Colômbia é, para a maior parte das pessoas, o país do ouro, do café, da aguardente e do Gabo; para outros, uma massa de sonhadores fascinados pelos aviões; e, para alguns, uma morada contaminada pelo narcotraficante mais famoso do mundo e o seu paraíso pessoal: la Hacienda Nápoles. A bonança não andou perto deste território durante muito tempo e, no livro, podemos sentir esse corpo estranho, ainda por cuidar, ora por culpa de um passado mal amado, ora por inflamar uma geração, demasiado exposta à guerra e aos seus focos de tráfico.
Antonio Yammara é a personagem que nos ajuda a percorrer parte desse lugar mitológico, mas, a par disso, existe Ricardo Laverde, que, logo no início, se apresenta como uma incógnita: «O bilhar não era para ele um passatempo, nem sequer um concurso, mas a única forma que Laverde tinha naquele momento de estar em sociedade: o barulho das bolas ao chocar, das contas de madeira nos cabos, dos gizes azuis ao esfregarem-se contra as pontas de couro velho, tudo isso constituía a sua vida pública. Fora daqueles corredores, sem um taco de bilhar na mão, Laverde era incapaz de ter uma conversa corrente, para não falar de uma relação”. Quem seria, então, este novo amigo de Yammara? Um fantasma? Um nómada? Ou, apenas, alguém que morreu como as asas queimadas de Ícaro?».
Inicialmente, sabemos da sua prisão, mas ignoramos a causa; conhecemos o seu convívio predilecto, mas, em muitos aspectos, a sua vida estancou; espreitamos parte de uma sombra secreta, mas não reconhecemos o corpo. E como uma súplica à espera de abrigo, Laverde tenta voltar a voar, mas, desta vez, sem o conforto dos aviões, que sempre soube pilotar: «A Elena era o amor da minha vida. E separámo-nos, não queríamos separar-nos, mas separámo-nos. A vida separou-nos, a vida tem dessas coisas. Fiz merda. Fiz merda e separámo-nos. Mas o que importa não é fazer merda, Yammara, ouça-me com atenção, o que importa não é fazer merda, mas saber remediar a merda.
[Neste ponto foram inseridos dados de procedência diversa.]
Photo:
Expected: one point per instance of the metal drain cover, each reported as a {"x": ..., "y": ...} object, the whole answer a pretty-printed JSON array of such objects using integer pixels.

Ainda que o tempo tenha passado, sejam lá os anos que forem, nunca é tarde para consertar o que estragámos».
Aqui, as avarias provocam demasiado ruído, as memórias desafiam a gravidade e, no trânsito dos pensamentos, assiste-se a várias tombos. Primeiro, ao de Laverde; depois, ao do avião; e, mais tarde, a queda do próprio país: «Nos meus anos de vida ninguém soube explicar-me de forma convincente, para lá de banais causas históricas, o porquê de um país escolher como capital a sua cidade mais remota e escondida. Nós, os naturais de Bogotá, não temos a culpa de sermos fechados e frios e distantes, pois assim é a nossa cidade (…) Gostaria de saber isso, quantos saíram da minha cidade a sentir que de uma forma ou de outra se estavam a salvar, e quantos sentiram ao salvar-se que traíam alguma coisa, que se convertiam nas ratazanas do proverbial barco pelo facto de fugirem de uma cidade incendiada». O narrador conhece os motivos da sua escrita; o autor fala, bem alto, sobre os medos humanos, sem por isso simplificar a complexidade dos acontecimentos; e o leitor apenas terá de fazer a descolagem para aterrar sobre a Ciudad de Sueño, de Aurelio Arturo: «Yo os contaré que un día vi arder entre la noche/ una loca ciudad soberbia y populosa,/ yo, sin mover los párpados, la miré desplomarse,/ caer, cual bajo un casco un pétalo de rosa».